Jerónimo  Junquera, arquitecto ganador del concurso convocado en 2002 para la reforma del muelle 2 del puerto planteó en su propuesta una solución que, si bien por diversas razones no ha sido ejecutada en la actualidad era uno de las apuestas más potentes del proyecto. La Calle Larios se prolongaba a través de la Marina para, superando el frente marítimo de la plaza con el desnivel existente para el acceso de vehículos plantear una plataforma elevada desde la que el peatón podría acceder al puerto sin obstáculos. El Palmeral de las Sorpresas nacía como una continuidad natural de la calle Larios atravesando la plaza y abrazando el Parque de Málaga. Aunque no definida en el proyecto, la propuesta extendia su radio de acción de esta manera fuera de los propios límites físicos de la intervención ofreciendo, aunque no rotundamente, una forma distinta de ver este espacio carente de identidad.

Los espacios públicos de las ciudades se nos ofrecen a veces demasiado ocupados de ‘objetos’. Al excesivo tráfico de la Alameda se suma la mencionada saturación de la plaza de la Constitución, de la calle Larios o de la plaza de la Merced que con los maceteros instalados para la delimitación de espacios de circulación (una solución a todas luces temporal) ha redefinido el espacio existente mostrando una plaza diferente, no mejor ni peor, distinta. Será quizás porque el espacio urbano está intimimamente ligado al uso comercial o al hostelero. La ciudad ‘olvida’ plazas en las que no existe al menos una mínima huella comercial.
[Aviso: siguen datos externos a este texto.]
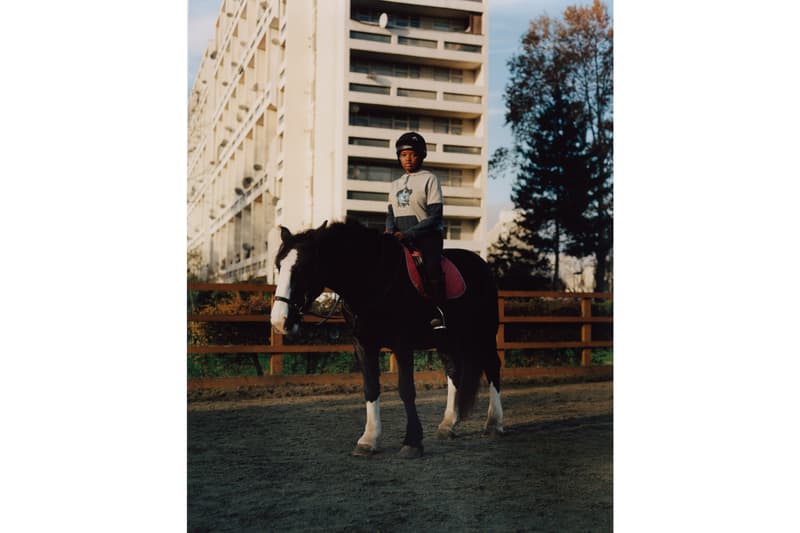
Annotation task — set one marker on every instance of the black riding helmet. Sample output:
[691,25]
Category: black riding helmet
[411,141]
Así es fácil ver una desierta plaza del Pericón, de la Virgen de las Penas, de las Cofradías, del Rico o de Mena. Espacios urbanos a los que les cuesta ganarse el afecto de sus vecinos quizás porque carecen de ese matiz, fundamental por otro lado, que dota de carácter a las ciudades mediterráneas: el comercio. Porque por mucho que se justifique su desertización por la falta de vecinos, bien es cierto que por muy cercana que te quede una plaza si esta no es suficientemente atractiva no será objeto de un especial apego por parte de los que la habitan en sus cercanías.

No olvidemos que existen otros espacios urbanos que contienen en sí mismos los suficientes  valores para no requerir de ese apoyo comercial, plazas o calles en los que la calidad del patrimonio que los circunda les hace ser suficientemente carismáticos. Pero son los menos.

Carencia de sombra. O de luz, por qué no. De espacios de acción, de juegos infantiles, de reposo o de actividades al aire libre, de lugares que recuerden al urbanita una naturaleza a veces demasiado lejana, cercanos, agradables, llenos de vida. Lugares de intercambio, de relación, de comercio.

Lugares al fin y al cabo en que todo conviva con suficiente armonía.